Stochastic Tverberg-type theorems and their relevance in Machine Learning and Statistical Inference

Discrete geometry can play a role in foundations of data science. Here I present concrete examples. In statistical inference we wish to find the properties or parameters of a distribution or model through sufficiently many samples. A famous example is logistic regression, a popular non-linear model in multivariate statistics and supervised learning. Users often rely on optimizing of maximum likelihood estimation, but how much training data do we need, as a function of the dimension of the covariates of the data, before we expect an MLE to exist with high probability? 

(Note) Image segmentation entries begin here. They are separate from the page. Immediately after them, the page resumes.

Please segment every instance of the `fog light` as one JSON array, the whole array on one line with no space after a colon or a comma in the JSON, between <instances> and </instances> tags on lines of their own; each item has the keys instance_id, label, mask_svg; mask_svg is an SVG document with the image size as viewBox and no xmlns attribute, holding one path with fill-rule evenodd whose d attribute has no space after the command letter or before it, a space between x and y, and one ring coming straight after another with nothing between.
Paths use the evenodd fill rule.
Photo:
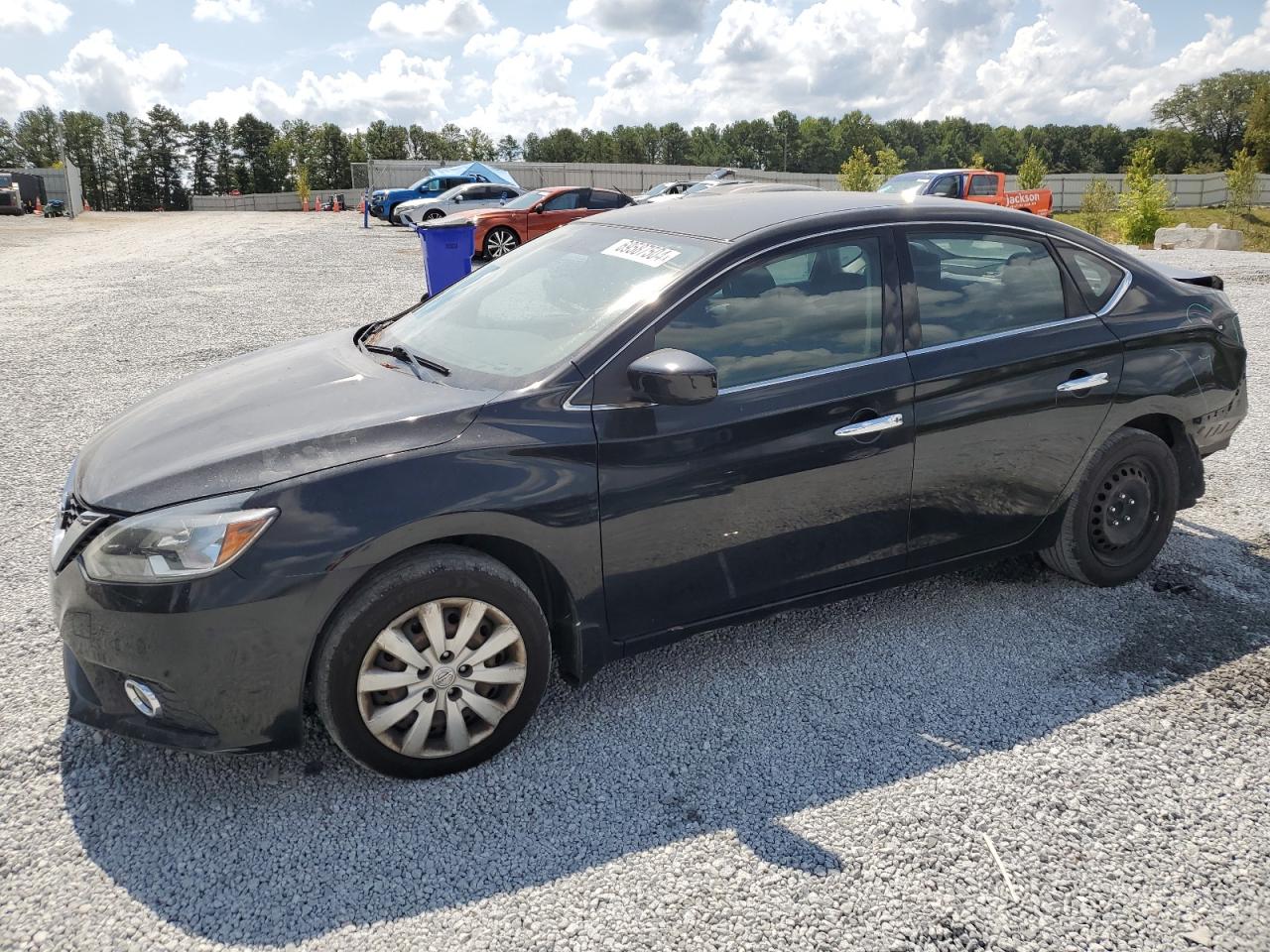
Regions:
<instances>
[{"instance_id":1,"label":"fog light","mask_svg":"<svg viewBox=\"0 0 1270 952\"><path fill-rule=\"evenodd\" d=\"M160 711L159 696L154 693L149 684L128 678L123 682L123 693L128 701L146 717L157 717Z\"/></svg>"}]
</instances>

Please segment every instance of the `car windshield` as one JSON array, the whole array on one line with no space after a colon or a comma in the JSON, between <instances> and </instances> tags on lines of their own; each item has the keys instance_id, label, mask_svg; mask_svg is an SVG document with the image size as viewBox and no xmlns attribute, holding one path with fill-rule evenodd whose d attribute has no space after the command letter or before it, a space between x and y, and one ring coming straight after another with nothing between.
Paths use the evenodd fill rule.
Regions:
<instances>
[{"instance_id":1,"label":"car windshield","mask_svg":"<svg viewBox=\"0 0 1270 952\"><path fill-rule=\"evenodd\" d=\"M933 175L928 171L909 171L903 175L897 175L893 179L886 179L879 192L911 192L913 189L919 189L927 182L930 182Z\"/></svg>"},{"instance_id":2,"label":"car windshield","mask_svg":"<svg viewBox=\"0 0 1270 952\"><path fill-rule=\"evenodd\" d=\"M538 192L526 192L523 195L521 195L519 198L513 198L511 202L508 202L503 207L504 208L512 208L512 209L517 209L517 208L532 208L533 206L536 206L538 202L541 202L546 197L547 197L547 193L542 192L542 190L538 190Z\"/></svg>"},{"instance_id":3,"label":"car windshield","mask_svg":"<svg viewBox=\"0 0 1270 952\"><path fill-rule=\"evenodd\" d=\"M570 225L486 264L373 339L437 360L465 383L513 390L570 359L716 248Z\"/></svg>"}]
</instances>

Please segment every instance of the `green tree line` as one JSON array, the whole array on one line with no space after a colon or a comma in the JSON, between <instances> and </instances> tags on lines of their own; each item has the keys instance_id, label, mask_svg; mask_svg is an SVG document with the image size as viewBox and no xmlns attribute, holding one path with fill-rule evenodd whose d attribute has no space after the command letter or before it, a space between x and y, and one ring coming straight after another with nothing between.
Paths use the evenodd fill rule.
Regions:
<instances>
[{"instance_id":1,"label":"green tree line","mask_svg":"<svg viewBox=\"0 0 1270 952\"><path fill-rule=\"evenodd\" d=\"M852 156L883 155L893 168L933 169L982 160L1015 174L1034 156L1049 173L1115 174L1149 145L1158 171L1217 171L1241 149L1270 169L1270 71L1233 70L1184 84L1156 103L1156 127L1113 124L993 126L944 119L878 122L855 109L838 118L771 118L725 126L679 123L558 128L523 141L494 141L480 128L439 129L382 119L345 132L335 123L288 119L281 126L250 113L236 121L187 123L156 105L142 117L98 116L48 107L0 119L0 168L47 166L64 155L79 166L85 198L97 208L187 208L189 195L231 190L291 192L301 174L315 192L351 189L351 162L367 159L441 161L653 162L837 174ZM978 164L978 162L975 162Z\"/></svg>"}]
</instances>

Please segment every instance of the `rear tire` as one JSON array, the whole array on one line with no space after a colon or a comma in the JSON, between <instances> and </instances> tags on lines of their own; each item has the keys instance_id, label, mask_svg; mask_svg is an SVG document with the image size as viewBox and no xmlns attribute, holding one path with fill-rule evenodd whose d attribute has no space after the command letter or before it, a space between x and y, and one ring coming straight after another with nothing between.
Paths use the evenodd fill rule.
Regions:
<instances>
[{"instance_id":1,"label":"rear tire","mask_svg":"<svg viewBox=\"0 0 1270 952\"><path fill-rule=\"evenodd\" d=\"M363 767L437 777L512 743L550 666L547 623L525 583L480 552L436 546L339 609L318 649L314 699Z\"/></svg>"},{"instance_id":2,"label":"rear tire","mask_svg":"<svg viewBox=\"0 0 1270 952\"><path fill-rule=\"evenodd\" d=\"M485 256L489 259L502 258L517 249L521 236L511 228L491 228L485 236Z\"/></svg>"},{"instance_id":3,"label":"rear tire","mask_svg":"<svg viewBox=\"0 0 1270 952\"><path fill-rule=\"evenodd\" d=\"M1138 578L1168 538L1179 485L1177 459L1163 440L1142 430L1114 433L1086 466L1041 560L1086 585Z\"/></svg>"}]
</instances>

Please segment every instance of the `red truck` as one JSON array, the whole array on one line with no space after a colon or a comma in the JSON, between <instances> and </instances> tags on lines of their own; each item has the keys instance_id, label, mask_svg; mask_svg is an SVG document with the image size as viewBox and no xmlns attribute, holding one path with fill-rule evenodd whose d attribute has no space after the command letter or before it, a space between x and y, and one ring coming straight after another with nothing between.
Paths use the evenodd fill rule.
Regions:
<instances>
[{"instance_id":1,"label":"red truck","mask_svg":"<svg viewBox=\"0 0 1270 952\"><path fill-rule=\"evenodd\" d=\"M1005 173L987 169L932 169L930 171L906 171L888 179L879 192L904 193L914 195L939 195L941 198L963 198L966 202L999 204L1031 212L1043 218L1054 215L1054 193L1048 188L1035 188L1027 192L1006 192Z\"/></svg>"}]
</instances>

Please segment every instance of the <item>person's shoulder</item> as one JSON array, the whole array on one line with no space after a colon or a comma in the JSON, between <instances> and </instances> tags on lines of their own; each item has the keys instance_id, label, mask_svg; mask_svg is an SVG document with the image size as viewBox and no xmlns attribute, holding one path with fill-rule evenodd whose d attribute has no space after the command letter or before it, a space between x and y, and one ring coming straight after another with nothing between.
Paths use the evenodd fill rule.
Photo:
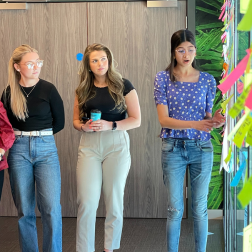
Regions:
<instances>
[{"instance_id":1,"label":"person's shoulder","mask_svg":"<svg viewBox=\"0 0 252 252\"><path fill-rule=\"evenodd\" d=\"M202 80L207 80L207 81L215 81L215 78L213 77L212 74L208 73L208 72L200 72L200 76L202 78Z\"/></svg>"},{"instance_id":2,"label":"person's shoulder","mask_svg":"<svg viewBox=\"0 0 252 252\"><path fill-rule=\"evenodd\" d=\"M170 72L169 71L160 71L156 74L156 76L159 77L169 77L170 76Z\"/></svg>"},{"instance_id":3,"label":"person's shoulder","mask_svg":"<svg viewBox=\"0 0 252 252\"><path fill-rule=\"evenodd\" d=\"M123 80L123 84L124 84L124 93L129 93L132 89L135 89L135 87L133 86L133 84L125 78L122 78Z\"/></svg>"}]
</instances>

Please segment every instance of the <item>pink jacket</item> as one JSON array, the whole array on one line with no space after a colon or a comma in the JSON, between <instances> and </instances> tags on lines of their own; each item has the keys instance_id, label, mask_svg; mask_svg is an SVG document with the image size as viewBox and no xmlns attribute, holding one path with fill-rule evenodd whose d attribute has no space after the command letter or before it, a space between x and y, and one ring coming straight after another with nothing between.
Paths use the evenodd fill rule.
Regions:
<instances>
[{"instance_id":1,"label":"pink jacket","mask_svg":"<svg viewBox=\"0 0 252 252\"><path fill-rule=\"evenodd\" d=\"M8 150L15 141L14 131L7 117L3 103L0 101L0 148ZM0 171L8 168L6 157L0 161Z\"/></svg>"}]
</instances>

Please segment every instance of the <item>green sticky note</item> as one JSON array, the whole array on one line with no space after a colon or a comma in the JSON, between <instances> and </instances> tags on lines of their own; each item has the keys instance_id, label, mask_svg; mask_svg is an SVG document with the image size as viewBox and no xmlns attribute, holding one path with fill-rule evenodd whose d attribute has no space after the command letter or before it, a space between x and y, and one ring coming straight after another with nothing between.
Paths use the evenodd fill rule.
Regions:
<instances>
[{"instance_id":1,"label":"green sticky note","mask_svg":"<svg viewBox=\"0 0 252 252\"><path fill-rule=\"evenodd\" d=\"M240 126L239 130L235 134L233 142L240 149L243 143L243 139L247 134L248 130L252 126L252 117L250 115L247 116L243 124Z\"/></svg>"},{"instance_id":2,"label":"green sticky note","mask_svg":"<svg viewBox=\"0 0 252 252\"><path fill-rule=\"evenodd\" d=\"M252 252L252 223L243 228L243 252Z\"/></svg>"},{"instance_id":3,"label":"green sticky note","mask_svg":"<svg viewBox=\"0 0 252 252\"><path fill-rule=\"evenodd\" d=\"M226 164L230 161L231 154L232 154L232 146L230 145L229 146L229 150L228 150L228 155L227 155L227 157L224 160Z\"/></svg>"},{"instance_id":4,"label":"green sticky note","mask_svg":"<svg viewBox=\"0 0 252 252\"><path fill-rule=\"evenodd\" d=\"M240 0L240 13L245 14L248 10L249 0Z\"/></svg>"},{"instance_id":5,"label":"green sticky note","mask_svg":"<svg viewBox=\"0 0 252 252\"><path fill-rule=\"evenodd\" d=\"M251 13L252 13L252 0L249 1L246 14L244 15L241 22L237 26L237 29L239 31L250 31L251 30L251 28L252 28Z\"/></svg>"},{"instance_id":6,"label":"green sticky note","mask_svg":"<svg viewBox=\"0 0 252 252\"><path fill-rule=\"evenodd\" d=\"M252 200L252 176L248 179L247 183L244 184L244 187L238 194L237 198L243 208Z\"/></svg>"}]
</instances>

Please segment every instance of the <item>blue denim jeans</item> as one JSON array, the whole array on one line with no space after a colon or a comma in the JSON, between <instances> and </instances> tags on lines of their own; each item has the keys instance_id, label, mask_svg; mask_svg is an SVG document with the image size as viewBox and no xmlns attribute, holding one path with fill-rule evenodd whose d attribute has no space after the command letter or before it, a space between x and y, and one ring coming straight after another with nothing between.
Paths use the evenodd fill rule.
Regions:
<instances>
[{"instance_id":1,"label":"blue denim jeans","mask_svg":"<svg viewBox=\"0 0 252 252\"><path fill-rule=\"evenodd\" d=\"M208 232L207 195L213 165L211 141L167 138L162 142L164 184L168 192L167 251L177 252L184 211L183 183L187 166L191 178L195 251L205 252Z\"/></svg>"},{"instance_id":2,"label":"blue denim jeans","mask_svg":"<svg viewBox=\"0 0 252 252\"><path fill-rule=\"evenodd\" d=\"M16 136L8 164L12 196L18 211L21 251L38 251L37 199L43 225L43 251L61 252L61 177L54 136Z\"/></svg>"}]
</instances>

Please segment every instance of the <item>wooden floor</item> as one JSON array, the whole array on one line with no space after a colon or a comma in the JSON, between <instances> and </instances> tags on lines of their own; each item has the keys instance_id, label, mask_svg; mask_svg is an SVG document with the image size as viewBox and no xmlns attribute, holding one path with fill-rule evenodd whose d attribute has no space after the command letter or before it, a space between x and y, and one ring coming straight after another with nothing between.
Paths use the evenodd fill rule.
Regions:
<instances>
[{"instance_id":1,"label":"wooden floor","mask_svg":"<svg viewBox=\"0 0 252 252\"><path fill-rule=\"evenodd\" d=\"M166 252L165 219L125 219L120 252ZM97 218L96 252L103 251L104 218ZM42 251L42 225L37 219L39 249ZM76 218L63 218L63 252L75 252ZM207 252L223 252L223 222L209 220ZM0 217L0 252L19 252L17 218ZM179 252L193 252L193 223L182 220Z\"/></svg>"}]
</instances>

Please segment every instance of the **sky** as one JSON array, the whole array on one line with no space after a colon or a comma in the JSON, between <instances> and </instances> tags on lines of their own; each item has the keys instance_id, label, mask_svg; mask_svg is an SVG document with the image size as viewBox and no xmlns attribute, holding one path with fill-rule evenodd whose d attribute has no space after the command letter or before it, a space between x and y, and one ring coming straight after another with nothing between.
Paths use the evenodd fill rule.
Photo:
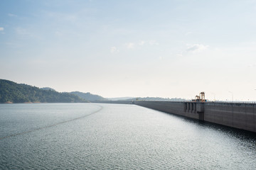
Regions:
<instances>
[{"instance_id":1,"label":"sky","mask_svg":"<svg viewBox=\"0 0 256 170\"><path fill-rule=\"evenodd\" d=\"M255 0L1 0L0 79L106 98L256 101Z\"/></svg>"}]
</instances>

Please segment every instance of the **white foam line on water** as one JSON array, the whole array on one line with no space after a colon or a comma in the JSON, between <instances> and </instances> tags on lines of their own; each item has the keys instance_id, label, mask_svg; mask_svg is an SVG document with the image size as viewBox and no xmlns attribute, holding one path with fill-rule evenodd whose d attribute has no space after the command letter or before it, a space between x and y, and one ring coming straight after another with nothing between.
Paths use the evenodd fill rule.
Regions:
<instances>
[{"instance_id":1,"label":"white foam line on water","mask_svg":"<svg viewBox=\"0 0 256 170\"><path fill-rule=\"evenodd\" d=\"M18 136L18 135L21 135L30 133L30 132L35 132L35 131L36 131L36 130L43 130L43 129L46 129L46 128L51 128L51 127L53 127L53 126L56 126L56 125L60 125L60 124L63 124L63 123L65 123L74 121L74 120L78 120L78 119L81 119L81 118L87 117L87 116L89 116L89 115L92 115L92 114L95 114L95 113L98 113L98 112L100 112L101 110L102 110L102 108L103 108L102 106L100 106L100 108L99 110L96 110L96 111L95 111L95 112L92 112L92 113L88 114L88 115L83 115L83 116L82 116L82 117L79 117L79 118L70 119L70 120L65 120L65 121L63 121L63 122L57 123L55 123L55 124L53 124L53 125L47 125L47 126L43 126L43 127L38 128L36 128L36 129L33 129L33 130L28 130L28 131L26 131L26 132L19 132L19 133L16 133L16 134L10 135L8 135L8 136L2 137L0 137L0 140L4 140L4 139L6 139L6 138L9 138L9 137L16 137L16 136Z\"/></svg>"}]
</instances>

Similarly, for unsupervised learning and non-parametric statistics, one wishes to uncover the shape and patterns from samples of a measure or measures. We use only the intrinsic geometry and topology of the sample. A famous example of this type of method is the $k$-means clustering algorithm. A fascinating challenge is to explain the variability of behavior of $k$-means algorithms with distinct random initializations and the shapes of the clusters. 

 

In this talk we present new stochastic combinatorial theorems, direct new variations of Tverberg’s theorem, that give bounds on the probability of existence of maximum likelihood estimators in multinomial logistic regression and also quantify to the variability of clustering initializations. Along the way we will see fascinating connections to the coupon collector problem, topological data analysis, and to the computation of Tukey centerpoints of data clouds (a high-dimensional generalization of median). 

 

This is joint work with (in various papers) with T. Hogan, R.  D. Oliveros, E. Jaramillo-Rodriguez, A. Torres-Hernandez, and Dominic Yang.